Bernardo L. Sabatini

Associate Professor
Department of Neurobiology
Harvard University Medical School
220 Longwood Avenue
Boston, MA 02115
Voice: 617-432-5670 or -5672
Fax: 617-432-3223
Email: bernardo_sabatini@hms.harvard.edu
Personal Homepage
2002 Searle Scholar

Research Interests

Regulation of Dendritic Protein Translation by Synaptic Activity

The modification of synaptic connections between neurons is thought to underlie our ability to form memories and acquire new behaviors. The majority of excitatory synapses in the brain are formed onto specialized cellular structures known as dendritic spines that consist of a bulbous spine head that is separated from the remainder of the dendrite by a thin neck. It has long been speculated the function of spines is to provide the cell with a compartmentalized space in which the machinery necessary to modify and read the activity of a particular synapse can operate without interference from neighboring synapses.
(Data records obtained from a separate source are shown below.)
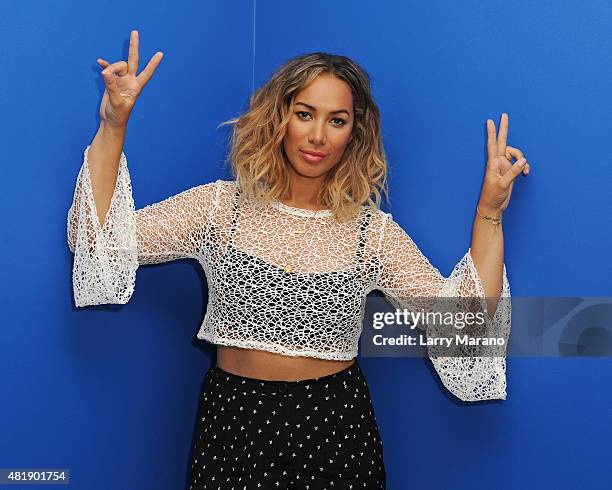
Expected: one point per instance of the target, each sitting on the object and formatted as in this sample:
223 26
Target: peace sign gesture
123 86
501 172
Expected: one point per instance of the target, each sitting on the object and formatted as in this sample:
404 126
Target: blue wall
111 392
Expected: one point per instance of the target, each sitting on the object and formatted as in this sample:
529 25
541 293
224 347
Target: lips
312 157
314 153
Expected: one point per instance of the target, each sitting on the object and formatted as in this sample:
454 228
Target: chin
305 169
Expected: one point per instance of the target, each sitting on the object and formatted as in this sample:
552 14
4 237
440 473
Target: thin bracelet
495 221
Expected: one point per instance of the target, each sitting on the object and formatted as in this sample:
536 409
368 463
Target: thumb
513 172
110 82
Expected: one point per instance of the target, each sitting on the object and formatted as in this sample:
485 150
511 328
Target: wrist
489 211
111 129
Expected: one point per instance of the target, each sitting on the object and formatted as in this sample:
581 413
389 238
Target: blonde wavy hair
257 158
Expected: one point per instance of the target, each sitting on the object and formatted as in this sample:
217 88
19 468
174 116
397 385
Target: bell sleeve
107 256
408 280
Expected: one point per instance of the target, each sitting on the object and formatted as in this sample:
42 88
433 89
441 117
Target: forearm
103 163
487 251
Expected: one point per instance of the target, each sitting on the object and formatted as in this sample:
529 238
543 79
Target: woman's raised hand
123 86
501 172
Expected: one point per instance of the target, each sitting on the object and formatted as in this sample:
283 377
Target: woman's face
322 122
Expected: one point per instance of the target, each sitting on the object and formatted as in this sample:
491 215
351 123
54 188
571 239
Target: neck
303 191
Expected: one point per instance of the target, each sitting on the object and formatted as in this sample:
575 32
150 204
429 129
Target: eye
341 123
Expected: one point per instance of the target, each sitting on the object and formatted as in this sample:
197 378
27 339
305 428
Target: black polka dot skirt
312 434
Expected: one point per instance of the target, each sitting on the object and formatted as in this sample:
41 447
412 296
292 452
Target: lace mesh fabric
281 279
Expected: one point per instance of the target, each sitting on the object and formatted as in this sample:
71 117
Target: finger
146 74
513 152
512 173
133 53
117 68
491 139
503 135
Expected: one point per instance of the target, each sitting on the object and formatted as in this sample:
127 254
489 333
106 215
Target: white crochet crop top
280 279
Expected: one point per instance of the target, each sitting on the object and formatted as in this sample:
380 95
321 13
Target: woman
291 247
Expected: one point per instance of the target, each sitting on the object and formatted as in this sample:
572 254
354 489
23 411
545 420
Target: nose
317 135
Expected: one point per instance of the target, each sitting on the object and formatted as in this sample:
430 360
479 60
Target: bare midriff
258 364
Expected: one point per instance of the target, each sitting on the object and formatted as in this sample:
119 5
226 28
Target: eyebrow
332 112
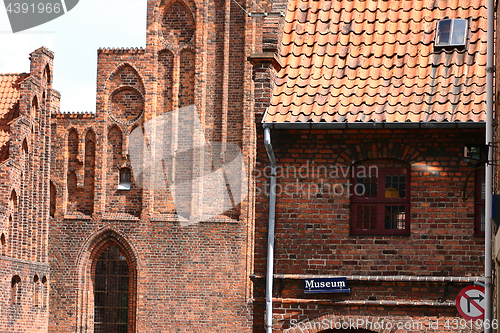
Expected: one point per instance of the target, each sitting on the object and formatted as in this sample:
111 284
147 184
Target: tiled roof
9 97
375 61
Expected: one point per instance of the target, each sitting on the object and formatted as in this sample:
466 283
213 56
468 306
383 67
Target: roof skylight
451 32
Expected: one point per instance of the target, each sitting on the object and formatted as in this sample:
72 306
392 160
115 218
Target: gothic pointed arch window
113 293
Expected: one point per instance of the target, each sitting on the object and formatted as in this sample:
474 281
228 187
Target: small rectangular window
451 32
125 177
381 201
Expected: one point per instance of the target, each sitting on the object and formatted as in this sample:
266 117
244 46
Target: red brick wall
24 204
187 278
313 227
However, until recent technical advances, the small size of spines (usually less than 0.1 femtoliters in volume) had prevented the direct examination of their role in spatially restricting biochemical signaling. Advances in optical techniques and in particular the two-photon microscope have made possible imaging of spines located deep within scattering tissue, such as in a brain slice or within an intact animal. It is now known that spines are dynamic structures that grow, structurally reorganize, and sometimes disappear within tens of minutes and spine motility has been correlated with the ability of animals of reorganize their cerebral cortex in response to sensory deprivation. However, many questions concerning the function and biogenesis of spines remain unanswered. In particular, it is not known to what degree spines are functionally specialized and segregated compartments. Nor have the intracellular mechanisms by which neurons regulate the formation and maintenance of spines been elucidated.
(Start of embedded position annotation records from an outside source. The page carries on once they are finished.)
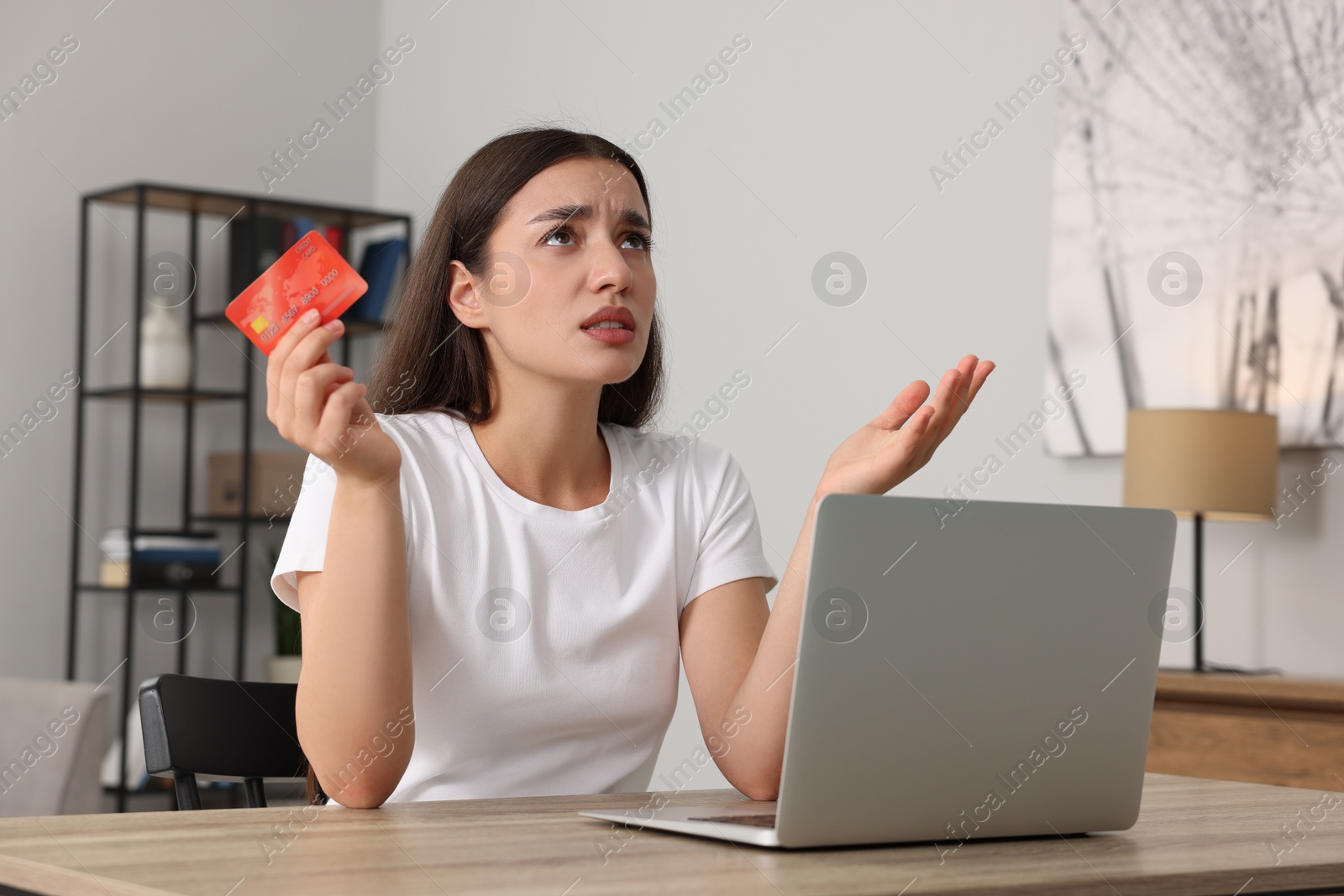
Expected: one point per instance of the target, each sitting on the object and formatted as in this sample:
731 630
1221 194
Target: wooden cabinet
1258 728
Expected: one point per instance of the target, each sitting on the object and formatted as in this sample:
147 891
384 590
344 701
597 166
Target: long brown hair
428 360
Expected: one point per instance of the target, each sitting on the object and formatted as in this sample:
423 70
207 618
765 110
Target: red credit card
309 275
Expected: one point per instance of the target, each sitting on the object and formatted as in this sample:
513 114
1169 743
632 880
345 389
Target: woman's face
573 242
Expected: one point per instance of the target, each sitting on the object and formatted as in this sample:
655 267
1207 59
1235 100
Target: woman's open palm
904 437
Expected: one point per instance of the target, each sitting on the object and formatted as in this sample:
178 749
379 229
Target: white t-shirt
544 644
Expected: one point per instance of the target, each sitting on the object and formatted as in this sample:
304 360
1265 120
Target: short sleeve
306 540
730 544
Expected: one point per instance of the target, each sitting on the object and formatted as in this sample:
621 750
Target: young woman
497 566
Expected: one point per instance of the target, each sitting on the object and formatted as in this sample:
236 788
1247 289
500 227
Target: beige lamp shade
1220 464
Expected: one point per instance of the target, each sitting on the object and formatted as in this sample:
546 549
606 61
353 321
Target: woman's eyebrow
566 212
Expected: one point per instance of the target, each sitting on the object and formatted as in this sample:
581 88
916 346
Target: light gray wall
820 140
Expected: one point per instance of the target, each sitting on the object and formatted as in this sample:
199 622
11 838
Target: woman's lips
611 335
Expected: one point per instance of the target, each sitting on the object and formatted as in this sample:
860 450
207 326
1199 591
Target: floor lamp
1202 465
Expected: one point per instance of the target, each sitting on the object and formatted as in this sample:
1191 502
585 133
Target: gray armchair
53 739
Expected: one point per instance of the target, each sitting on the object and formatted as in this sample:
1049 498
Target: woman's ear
463 297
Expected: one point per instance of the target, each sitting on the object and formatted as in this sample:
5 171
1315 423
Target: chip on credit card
309 275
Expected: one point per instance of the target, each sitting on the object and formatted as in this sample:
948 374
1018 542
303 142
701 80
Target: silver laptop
965 671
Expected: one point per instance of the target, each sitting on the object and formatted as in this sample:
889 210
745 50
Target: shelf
353 328
203 215
158 587
167 396
228 204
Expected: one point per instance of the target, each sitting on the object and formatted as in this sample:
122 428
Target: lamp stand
1200 593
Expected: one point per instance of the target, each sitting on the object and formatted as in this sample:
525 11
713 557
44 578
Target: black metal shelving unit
192 203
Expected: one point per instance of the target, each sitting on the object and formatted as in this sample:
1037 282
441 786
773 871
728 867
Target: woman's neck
544 445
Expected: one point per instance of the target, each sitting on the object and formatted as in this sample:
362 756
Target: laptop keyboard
765 820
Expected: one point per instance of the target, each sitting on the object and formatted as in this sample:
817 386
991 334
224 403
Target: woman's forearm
354 705
754 725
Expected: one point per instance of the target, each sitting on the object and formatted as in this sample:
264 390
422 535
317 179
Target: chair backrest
219 727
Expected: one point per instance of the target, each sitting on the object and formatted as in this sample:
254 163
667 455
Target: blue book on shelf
382 265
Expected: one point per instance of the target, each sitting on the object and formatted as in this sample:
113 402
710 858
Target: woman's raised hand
318 405
905 436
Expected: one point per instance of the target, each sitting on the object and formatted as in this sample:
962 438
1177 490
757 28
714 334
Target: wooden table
1269 730
1194 836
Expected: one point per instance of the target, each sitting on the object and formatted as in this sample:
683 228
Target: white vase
282 669
165 349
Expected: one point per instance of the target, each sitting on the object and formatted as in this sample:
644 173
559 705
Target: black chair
219 727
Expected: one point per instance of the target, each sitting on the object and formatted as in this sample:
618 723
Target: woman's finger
312 390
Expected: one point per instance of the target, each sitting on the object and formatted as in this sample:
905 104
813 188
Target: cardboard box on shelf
276 479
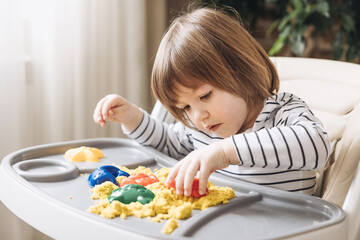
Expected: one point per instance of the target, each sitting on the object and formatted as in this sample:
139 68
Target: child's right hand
117 109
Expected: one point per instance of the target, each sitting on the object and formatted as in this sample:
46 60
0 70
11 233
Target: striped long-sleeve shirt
283 149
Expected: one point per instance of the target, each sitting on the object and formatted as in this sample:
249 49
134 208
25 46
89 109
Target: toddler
222 87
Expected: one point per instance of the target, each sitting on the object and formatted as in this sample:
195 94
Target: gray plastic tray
257 212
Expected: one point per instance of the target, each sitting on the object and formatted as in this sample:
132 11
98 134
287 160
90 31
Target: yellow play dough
84 154
167 205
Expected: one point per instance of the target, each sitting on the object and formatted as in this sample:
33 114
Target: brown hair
212 47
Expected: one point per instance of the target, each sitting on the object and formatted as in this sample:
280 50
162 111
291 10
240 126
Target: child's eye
206 95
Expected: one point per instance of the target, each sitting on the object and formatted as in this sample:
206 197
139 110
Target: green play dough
132 193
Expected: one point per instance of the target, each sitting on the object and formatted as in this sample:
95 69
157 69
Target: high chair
332 91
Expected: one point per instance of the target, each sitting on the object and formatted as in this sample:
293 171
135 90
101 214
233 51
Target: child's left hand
205 160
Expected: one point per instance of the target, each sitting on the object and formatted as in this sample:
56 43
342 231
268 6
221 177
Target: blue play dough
105 173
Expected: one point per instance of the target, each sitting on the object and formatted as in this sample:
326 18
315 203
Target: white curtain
57 59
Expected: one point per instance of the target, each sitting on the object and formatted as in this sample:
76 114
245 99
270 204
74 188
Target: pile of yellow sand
166 205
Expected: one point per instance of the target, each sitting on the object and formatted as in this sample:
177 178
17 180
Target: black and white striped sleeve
171 139
295 139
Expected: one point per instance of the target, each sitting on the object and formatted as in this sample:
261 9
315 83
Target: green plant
299 21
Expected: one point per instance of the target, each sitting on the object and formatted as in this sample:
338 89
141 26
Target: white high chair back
332 91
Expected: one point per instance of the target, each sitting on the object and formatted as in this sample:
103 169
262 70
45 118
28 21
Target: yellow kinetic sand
84 154
166 205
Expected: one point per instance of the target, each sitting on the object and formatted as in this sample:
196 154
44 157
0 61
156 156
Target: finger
173 173
180 177
98 111
191 171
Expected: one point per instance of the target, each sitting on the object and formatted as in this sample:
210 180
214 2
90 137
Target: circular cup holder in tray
46 170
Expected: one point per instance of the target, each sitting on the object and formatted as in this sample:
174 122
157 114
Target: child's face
213 110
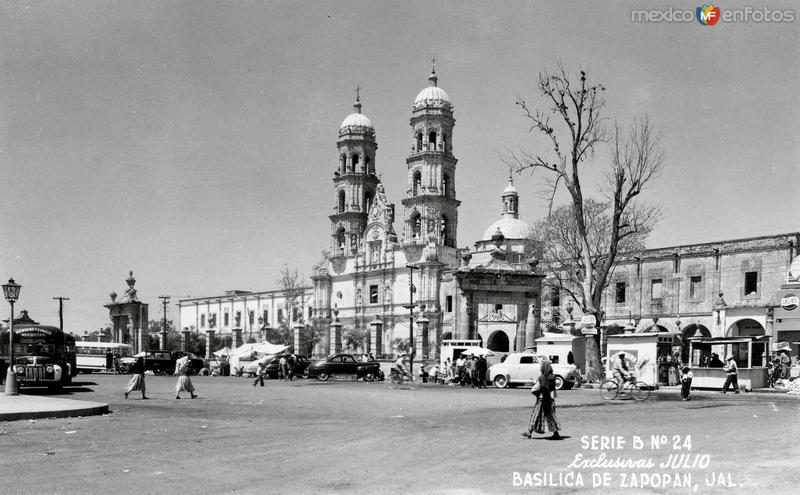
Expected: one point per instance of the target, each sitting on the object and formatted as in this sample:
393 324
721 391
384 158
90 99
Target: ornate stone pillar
209 340
335 342
376 337
298 331
421 338
185 340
The goal of our laboratory is to study biochemical signaling within spines and boutons in order to understand the pathways that trigger the formation of new synapses and the regulation of existing ones. The principal challenge in these studies is that much of the relevant biochemical signaling occurs in very small subcellular compartments such as dendritic spines and axonal boutons. We are combining molecular biology, electrophysiology, and microscopy to overcome this obstacle. Principal among these is the use of 2-photon laser scanning microscopy (2PLSM), which is ideally suited for measuring fluorescent signals from individual boutons or spines located within brain slices or in vivo.

We are initially focusing on investigating the mechanisms that reciprocally couple synaptic activity and regulated protein translation. Ample evidence now exists that synaptic stimuli can influence the translation of dendritic mRNAs and that the newly synthesized proteins in turn regulate synaptic activity. We have developed fluorescent reporters of protein translation and have begun to explore the synaptic stimuli and signaling cascades that activate protein translation in dendrites.
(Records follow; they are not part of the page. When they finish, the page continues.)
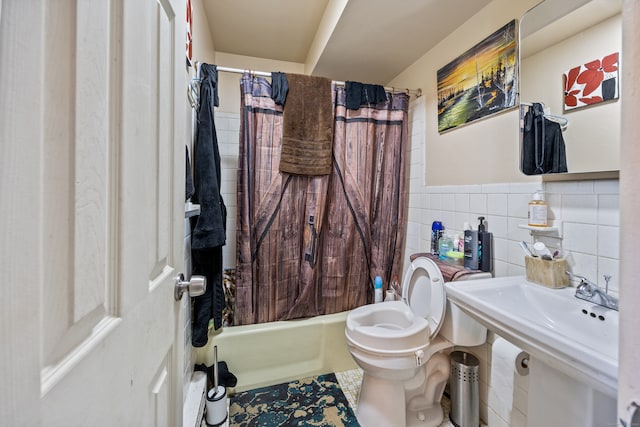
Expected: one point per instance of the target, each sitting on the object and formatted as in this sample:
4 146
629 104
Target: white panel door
92 128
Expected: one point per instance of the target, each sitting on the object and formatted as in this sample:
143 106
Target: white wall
591 129
487 150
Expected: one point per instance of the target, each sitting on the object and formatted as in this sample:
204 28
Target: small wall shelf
554 230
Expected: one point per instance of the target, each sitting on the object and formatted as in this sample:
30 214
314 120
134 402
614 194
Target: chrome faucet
591 292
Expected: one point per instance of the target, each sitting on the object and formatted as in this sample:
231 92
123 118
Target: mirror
557 36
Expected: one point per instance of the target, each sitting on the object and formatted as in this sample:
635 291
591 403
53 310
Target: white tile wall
588 212
228 131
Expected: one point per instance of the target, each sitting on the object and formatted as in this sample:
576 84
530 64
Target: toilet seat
423 289
402 326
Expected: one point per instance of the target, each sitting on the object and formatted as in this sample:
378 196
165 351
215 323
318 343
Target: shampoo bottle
377 287
471 249
484 246
538 210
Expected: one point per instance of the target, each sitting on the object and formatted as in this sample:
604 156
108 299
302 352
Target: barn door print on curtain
312 245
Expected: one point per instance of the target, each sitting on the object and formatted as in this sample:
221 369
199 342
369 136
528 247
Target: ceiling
370 41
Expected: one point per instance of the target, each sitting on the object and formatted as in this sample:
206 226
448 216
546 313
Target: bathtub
276 352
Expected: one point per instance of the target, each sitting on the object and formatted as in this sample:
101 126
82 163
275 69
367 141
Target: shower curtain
308 246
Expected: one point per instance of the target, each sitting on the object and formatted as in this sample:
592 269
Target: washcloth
279 87
358 94
307 126
449 272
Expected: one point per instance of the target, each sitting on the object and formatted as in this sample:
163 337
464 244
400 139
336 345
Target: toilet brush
216 397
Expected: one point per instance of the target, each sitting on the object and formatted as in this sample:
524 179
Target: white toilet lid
423 289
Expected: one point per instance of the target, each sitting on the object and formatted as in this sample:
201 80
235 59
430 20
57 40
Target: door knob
194 287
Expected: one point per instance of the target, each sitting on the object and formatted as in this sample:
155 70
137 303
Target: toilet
401 348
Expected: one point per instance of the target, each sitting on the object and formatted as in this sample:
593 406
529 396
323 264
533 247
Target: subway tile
497 204
495 188
478 203
580 208
554 206
461 202
580 237
607 186
610 267
435 201
448 202
500 268
497 225
515 232
518 205
461 218
609 241
525 187
500 249
569 187
583 264
449 219
515 256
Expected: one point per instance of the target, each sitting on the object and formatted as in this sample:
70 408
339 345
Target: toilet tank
458 327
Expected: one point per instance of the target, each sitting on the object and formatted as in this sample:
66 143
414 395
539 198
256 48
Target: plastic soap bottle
436 232
485 246
377 287
538 210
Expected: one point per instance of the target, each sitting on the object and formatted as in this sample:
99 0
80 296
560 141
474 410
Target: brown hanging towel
307 126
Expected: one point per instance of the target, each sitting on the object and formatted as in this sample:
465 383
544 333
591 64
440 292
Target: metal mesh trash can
463 387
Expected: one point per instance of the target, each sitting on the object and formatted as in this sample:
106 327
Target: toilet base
412 403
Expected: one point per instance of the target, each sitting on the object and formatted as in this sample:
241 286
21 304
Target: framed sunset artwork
592 83
480 82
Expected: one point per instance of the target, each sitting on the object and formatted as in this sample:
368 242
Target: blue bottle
436 232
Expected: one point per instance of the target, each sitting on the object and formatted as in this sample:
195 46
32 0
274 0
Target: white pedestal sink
573 346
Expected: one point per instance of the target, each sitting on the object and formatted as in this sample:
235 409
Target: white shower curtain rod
416 92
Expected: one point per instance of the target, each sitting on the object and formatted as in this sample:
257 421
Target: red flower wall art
591 83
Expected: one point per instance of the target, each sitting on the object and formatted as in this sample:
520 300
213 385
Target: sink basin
569 334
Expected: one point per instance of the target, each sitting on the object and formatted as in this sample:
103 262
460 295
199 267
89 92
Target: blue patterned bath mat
314 401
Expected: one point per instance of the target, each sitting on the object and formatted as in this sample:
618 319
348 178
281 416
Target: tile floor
350 384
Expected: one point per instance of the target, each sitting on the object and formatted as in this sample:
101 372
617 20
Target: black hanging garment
209 228
543 149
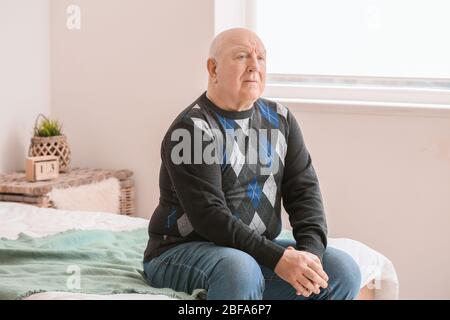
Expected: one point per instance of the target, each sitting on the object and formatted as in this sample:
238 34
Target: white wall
24 76
119 81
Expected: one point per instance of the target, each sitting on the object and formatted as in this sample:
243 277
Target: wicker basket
52 146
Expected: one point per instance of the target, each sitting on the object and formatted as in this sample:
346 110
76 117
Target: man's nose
253 65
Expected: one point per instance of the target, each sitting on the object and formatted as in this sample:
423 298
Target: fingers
318 269
308 285
301 290
315 278
298 287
We are also continuing work to explore how the entry of calcium into dendrites leads to the modification of synaptic strength and how the properties of dendrites and spines shape the electrical and biochemical signals that result from synaptic activity. Of particular interest is how signals arriving from multiple contacts onto a single cell interact and summate to determine the net effect on the dendrite and cell as a whole.